In the eyes of many historians, Richard Conner’s sons — namely William, John and Henry — went on to eclipse their father’s fame. After spending their teens in Clinton Township, they became widely known liaisons to the American Indian communities and among them helped negotiate dozens of treaties with the tribes.

William and John Conner each founded cities in Indiana — Noblesville and Connersville, respectively — and both were intricately involved in the founding of Indianapolis, Ind.

Henry Conner, meanwhile, moved to Detroit and served in the Michigan Legislature and as a state and federal commissioner for Michigan’s American Indians.

“(Conner) and his sons ended up as real heroes in a lot of places,” Green said. “You go down to Indiana and (the Conners) are well known down there.”

But it was the lessons they learned from Richard Conner that led them to ascend as “great arbitrators and negotiators” of American Indian treaties, Green said.

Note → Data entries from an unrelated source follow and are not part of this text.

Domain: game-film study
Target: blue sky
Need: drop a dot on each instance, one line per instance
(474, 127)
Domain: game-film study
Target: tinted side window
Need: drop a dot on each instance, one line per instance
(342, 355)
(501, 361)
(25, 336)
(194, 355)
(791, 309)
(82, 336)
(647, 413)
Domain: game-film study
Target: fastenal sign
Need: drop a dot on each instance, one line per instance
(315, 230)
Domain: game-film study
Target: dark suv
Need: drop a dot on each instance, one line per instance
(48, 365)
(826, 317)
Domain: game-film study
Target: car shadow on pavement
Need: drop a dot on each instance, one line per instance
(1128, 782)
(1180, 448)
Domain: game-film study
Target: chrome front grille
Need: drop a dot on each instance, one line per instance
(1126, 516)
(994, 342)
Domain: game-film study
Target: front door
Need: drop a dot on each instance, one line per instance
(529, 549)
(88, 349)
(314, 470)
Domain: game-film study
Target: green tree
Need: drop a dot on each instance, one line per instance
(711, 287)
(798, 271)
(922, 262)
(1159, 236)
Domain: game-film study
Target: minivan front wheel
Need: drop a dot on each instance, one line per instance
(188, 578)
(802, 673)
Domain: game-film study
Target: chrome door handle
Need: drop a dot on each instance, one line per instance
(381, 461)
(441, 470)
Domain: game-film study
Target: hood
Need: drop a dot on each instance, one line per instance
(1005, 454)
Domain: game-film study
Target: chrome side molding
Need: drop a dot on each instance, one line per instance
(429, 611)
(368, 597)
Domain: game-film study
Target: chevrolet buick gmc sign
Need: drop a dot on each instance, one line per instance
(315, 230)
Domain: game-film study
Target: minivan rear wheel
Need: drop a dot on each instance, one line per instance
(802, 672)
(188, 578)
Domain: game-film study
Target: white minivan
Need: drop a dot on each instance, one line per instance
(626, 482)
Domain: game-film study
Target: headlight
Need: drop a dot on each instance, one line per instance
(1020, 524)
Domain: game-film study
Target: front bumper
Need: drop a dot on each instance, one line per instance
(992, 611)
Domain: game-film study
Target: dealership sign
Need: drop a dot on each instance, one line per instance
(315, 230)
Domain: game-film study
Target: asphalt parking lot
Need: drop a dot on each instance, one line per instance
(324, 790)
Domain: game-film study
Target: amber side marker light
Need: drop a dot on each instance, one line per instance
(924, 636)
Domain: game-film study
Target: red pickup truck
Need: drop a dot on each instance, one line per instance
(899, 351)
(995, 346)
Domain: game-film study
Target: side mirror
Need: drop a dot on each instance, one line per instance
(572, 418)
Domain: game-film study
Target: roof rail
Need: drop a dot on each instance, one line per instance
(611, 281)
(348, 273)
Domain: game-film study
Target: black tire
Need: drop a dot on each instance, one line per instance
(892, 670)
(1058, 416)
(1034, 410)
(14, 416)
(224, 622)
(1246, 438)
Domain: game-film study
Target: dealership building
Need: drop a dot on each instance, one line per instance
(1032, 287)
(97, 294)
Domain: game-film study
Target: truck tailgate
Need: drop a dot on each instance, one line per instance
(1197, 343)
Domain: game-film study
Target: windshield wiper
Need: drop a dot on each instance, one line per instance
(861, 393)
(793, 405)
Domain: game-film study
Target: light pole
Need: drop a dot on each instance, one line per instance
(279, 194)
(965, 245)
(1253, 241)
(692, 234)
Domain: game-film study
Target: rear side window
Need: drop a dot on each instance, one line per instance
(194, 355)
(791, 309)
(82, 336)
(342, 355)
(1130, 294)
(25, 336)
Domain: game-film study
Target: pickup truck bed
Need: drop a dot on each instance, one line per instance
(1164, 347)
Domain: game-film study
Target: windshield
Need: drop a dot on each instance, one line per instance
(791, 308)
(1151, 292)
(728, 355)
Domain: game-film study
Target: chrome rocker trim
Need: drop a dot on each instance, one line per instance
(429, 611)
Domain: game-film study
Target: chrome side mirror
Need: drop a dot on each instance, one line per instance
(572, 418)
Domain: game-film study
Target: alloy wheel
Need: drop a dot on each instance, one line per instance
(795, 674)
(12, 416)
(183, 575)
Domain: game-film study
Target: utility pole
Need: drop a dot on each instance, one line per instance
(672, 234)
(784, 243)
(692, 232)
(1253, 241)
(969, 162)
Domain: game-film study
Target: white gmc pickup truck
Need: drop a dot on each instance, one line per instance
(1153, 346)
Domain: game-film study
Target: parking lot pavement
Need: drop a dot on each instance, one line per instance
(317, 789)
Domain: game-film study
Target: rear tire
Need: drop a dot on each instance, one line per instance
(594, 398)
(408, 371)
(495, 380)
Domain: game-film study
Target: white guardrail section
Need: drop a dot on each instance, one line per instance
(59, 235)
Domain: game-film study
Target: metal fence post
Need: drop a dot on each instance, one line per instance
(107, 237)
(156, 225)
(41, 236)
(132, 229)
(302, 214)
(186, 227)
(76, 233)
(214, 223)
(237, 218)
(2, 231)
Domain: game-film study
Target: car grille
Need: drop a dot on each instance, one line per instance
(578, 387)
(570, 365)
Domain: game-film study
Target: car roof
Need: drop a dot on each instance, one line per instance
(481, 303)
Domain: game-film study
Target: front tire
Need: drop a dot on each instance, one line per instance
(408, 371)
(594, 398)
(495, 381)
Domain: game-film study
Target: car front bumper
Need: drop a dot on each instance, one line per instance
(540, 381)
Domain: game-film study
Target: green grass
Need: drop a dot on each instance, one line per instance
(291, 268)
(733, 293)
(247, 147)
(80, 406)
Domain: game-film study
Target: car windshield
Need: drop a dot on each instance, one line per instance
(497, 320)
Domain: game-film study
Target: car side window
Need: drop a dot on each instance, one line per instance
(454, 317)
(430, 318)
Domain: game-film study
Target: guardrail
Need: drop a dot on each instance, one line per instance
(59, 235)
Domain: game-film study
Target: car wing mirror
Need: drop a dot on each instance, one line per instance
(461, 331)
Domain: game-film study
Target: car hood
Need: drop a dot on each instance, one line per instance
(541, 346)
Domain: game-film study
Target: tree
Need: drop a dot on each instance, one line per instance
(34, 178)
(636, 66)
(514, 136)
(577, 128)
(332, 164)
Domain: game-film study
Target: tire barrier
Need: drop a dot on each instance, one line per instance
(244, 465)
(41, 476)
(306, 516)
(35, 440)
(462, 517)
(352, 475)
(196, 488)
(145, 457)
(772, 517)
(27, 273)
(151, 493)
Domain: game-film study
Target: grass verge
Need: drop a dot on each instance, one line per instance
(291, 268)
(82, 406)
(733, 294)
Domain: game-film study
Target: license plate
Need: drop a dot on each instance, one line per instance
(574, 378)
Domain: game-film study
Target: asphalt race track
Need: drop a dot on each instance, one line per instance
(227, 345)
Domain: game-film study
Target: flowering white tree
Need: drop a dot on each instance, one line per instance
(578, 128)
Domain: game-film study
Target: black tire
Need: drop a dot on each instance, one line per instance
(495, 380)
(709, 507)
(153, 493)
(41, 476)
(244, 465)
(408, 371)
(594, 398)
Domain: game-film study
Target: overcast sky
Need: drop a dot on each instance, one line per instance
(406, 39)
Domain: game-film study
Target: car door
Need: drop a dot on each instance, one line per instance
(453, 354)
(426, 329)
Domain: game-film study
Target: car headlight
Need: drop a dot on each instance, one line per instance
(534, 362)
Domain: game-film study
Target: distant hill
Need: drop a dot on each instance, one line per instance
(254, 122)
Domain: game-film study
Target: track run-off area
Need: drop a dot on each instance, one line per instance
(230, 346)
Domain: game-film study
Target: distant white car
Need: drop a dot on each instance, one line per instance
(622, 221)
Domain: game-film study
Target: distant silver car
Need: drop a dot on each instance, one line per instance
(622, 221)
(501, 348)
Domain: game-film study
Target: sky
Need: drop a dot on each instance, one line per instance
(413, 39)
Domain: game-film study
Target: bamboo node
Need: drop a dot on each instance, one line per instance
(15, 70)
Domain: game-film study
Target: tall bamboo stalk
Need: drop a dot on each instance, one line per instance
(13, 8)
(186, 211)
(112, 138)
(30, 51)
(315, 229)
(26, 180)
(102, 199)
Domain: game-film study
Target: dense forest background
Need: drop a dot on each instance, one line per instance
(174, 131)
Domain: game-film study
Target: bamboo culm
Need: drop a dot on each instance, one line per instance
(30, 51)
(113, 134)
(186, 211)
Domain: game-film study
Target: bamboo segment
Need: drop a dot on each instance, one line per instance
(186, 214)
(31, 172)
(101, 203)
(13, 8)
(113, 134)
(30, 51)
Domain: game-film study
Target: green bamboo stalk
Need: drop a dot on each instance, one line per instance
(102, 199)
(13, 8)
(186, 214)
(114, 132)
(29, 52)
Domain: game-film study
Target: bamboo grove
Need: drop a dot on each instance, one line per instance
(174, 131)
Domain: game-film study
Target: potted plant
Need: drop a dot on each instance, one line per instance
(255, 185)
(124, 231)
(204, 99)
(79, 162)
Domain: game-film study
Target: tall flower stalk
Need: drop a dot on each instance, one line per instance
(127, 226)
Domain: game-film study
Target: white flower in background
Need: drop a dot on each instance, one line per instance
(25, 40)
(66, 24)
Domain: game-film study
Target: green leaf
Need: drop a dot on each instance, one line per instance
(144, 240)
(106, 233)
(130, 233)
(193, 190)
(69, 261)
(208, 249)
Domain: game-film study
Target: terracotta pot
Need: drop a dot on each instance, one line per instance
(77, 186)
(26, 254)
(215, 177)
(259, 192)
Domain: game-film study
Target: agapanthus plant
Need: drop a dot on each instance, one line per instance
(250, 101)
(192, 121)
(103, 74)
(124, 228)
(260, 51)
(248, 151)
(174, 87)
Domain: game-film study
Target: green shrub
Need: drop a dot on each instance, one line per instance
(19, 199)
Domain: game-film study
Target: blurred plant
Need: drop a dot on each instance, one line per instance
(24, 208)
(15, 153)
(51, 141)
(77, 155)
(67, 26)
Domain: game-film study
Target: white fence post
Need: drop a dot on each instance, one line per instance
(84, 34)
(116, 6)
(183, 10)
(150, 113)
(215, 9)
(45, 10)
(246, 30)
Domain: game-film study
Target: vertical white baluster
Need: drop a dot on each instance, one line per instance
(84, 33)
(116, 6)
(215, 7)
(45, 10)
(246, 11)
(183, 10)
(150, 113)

His only daughter, Susannah, went on to marry Elisha Harrington, who served in the War of 1812 and rose to prominence serving as an associate judge in Macomb County.

As for Richard Conner, however, it was there, nestled in the bend of the Clinton River, that he remained with his family until the age of 89 — a long life even by today’s standards.

Later on in his life, federal courts granted him private claims for thousands of acres of land in the Clinton Township and Mount Clemens area. A good share of Mount Clemens and northern Clinton Township was built on the Conners’ private property, Green said. “(James Conner) sold property to Christian Clemens for Mount Clemens,” he said.

Historical accounts indicate that at the time of his death Richard Conner owned more than 4,000 acres of land, likely making him one of the richest men in the area, Green said.

However, Conner wasn’t always buried in Clinton Grove Cemetery. His body was reinterred there when the cemetery opened in 1855; before that, he was buried in a cemetery on Moravian Drive, not far from New Gnadenhutten.

Today, at 87 years old, Green is working to revive the memories of Conner, Zeisberger and the Moravians.

He is writing a historical account of their experiences, which he hopes to publish as a book. Additionally, he has written numerous articles and given speeches in several states about the topic. He is scheduled to speak at 2 p.m. on Aug. 14 at the Crocker House Museum in Mount Clemens.

“(It’s about) reminding people that Clinton Township and this area is very historical,” Green said. “It’s not just a made-up story. This is part of real history, solid history that is studied by historians all over.”